Corona: „außerordentliche“ Mietrückstände des Vermieters?

Durch das Gesetz zur Abmilderung der Folgen der COVID-19-Pandemie wurde ein temporärer Kündigungsausschluss bei rückständigen Mietzahlungen im Zeitraum bis 30.06.2020 verankert. Die Zielrichtung des Gesetzes, soziale Härten infolge der coronabedingten Sondersituation abzumildern, ist zu begrüßen. In der Folge wirft dieser Eingriff in das Verhältnis von Mieter und Vermieter aber einkommensteuerliche Sonderfragen bei den Einkünften aus Vermietung und Verpachtung auf.

66 % der Mietwohnungen im Inland werden laut Erhebungen des Eigentümerverbandes Haus & Grund von Privatpersonen zur Verfügung gestellt. Diesen Privatvermietern fehlen nun häufig zeitweilig oder dauerhaft laufende Mieteinnahmen. War bereits zuvor die Einkunftserzielungsabsicht aus dem betreffenden Vermietungsobjekt problematisiert worden, so hat sich die zahlenmäßige Darstellung in der Totalüberschussprognose durch die Corona-Krise weiter zulasten des Vermieters verschlechtert. Hier muss eine sachgerechte Lösung im Einzelfall gefunden werden. Prognostisch konnte dieser besondere Einnahmeneinbruch vom Vermieter nicht in die Investitionsentscheidung einbezogen werden. Eine denkbare Möglichkeit wäre hier die Verlängerung oder Verschiebung des Zeitraums einer Überschussprognose.

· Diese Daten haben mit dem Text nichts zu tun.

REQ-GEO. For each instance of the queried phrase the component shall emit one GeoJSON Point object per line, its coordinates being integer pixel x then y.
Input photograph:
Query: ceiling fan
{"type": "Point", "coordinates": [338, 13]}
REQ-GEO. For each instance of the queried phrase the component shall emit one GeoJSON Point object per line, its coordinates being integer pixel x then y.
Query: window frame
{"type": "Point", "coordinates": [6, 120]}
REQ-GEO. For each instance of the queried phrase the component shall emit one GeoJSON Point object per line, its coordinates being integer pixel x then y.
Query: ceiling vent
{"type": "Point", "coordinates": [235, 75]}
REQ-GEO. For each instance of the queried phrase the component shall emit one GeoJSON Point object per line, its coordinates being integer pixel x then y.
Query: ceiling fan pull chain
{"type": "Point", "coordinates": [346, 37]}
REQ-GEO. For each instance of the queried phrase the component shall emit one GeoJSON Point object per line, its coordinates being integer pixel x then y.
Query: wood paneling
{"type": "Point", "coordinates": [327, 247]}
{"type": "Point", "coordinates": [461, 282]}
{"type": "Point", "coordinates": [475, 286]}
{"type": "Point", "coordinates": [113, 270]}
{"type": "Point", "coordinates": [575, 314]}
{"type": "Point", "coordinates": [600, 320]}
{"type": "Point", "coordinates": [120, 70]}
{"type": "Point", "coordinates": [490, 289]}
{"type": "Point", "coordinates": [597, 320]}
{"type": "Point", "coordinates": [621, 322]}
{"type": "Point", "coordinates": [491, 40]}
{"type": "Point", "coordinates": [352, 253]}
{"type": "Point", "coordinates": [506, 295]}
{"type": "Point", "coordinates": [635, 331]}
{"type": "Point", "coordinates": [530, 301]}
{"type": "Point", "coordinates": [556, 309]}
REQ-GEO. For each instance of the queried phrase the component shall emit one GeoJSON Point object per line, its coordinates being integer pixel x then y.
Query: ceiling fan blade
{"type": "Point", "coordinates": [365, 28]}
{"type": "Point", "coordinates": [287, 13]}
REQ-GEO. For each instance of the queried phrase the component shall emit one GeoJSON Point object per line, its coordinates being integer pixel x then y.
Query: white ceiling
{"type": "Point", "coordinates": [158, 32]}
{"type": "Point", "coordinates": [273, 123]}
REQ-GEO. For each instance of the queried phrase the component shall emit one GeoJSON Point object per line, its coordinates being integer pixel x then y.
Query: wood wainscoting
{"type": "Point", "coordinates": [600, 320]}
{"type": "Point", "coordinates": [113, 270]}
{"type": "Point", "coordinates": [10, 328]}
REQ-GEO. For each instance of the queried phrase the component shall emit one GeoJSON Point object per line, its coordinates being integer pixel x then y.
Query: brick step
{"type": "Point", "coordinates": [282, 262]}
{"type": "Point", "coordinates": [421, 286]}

Zudem fließen die rückständigen Mieten aus dem Zeitraum März bis Juni 2020 ggf. in geballter Form erst nach Ablauf des Kalenderjahres 2020 – zu dem die Mieteinnahmen wirtschaftliche eigentlich gehören – oder auch erst mit Ablauf des Zeitraums des Kündigungsschutzes bis zum 30.06.2022 zu, sofern die Mieter zur Begleichung der Rückstände imstande sind. Nach dem Zahlungsprinzip des § 11 EStG sind die Mieteinnahmen auch erst in dem späteren Zuflussjahr steuerlich zu erfassen. Gemeinsam mit den laufenden Mieteinnahmen kommt es zur Zusammenballung der Einnahmen, die in Progressionsspitzen münden kann. § 34 EStG sieht für bestimmte (geballte) außerordentliche Einkünfte eine begünstigte Besteuerung mit Progressionsentlastung vor.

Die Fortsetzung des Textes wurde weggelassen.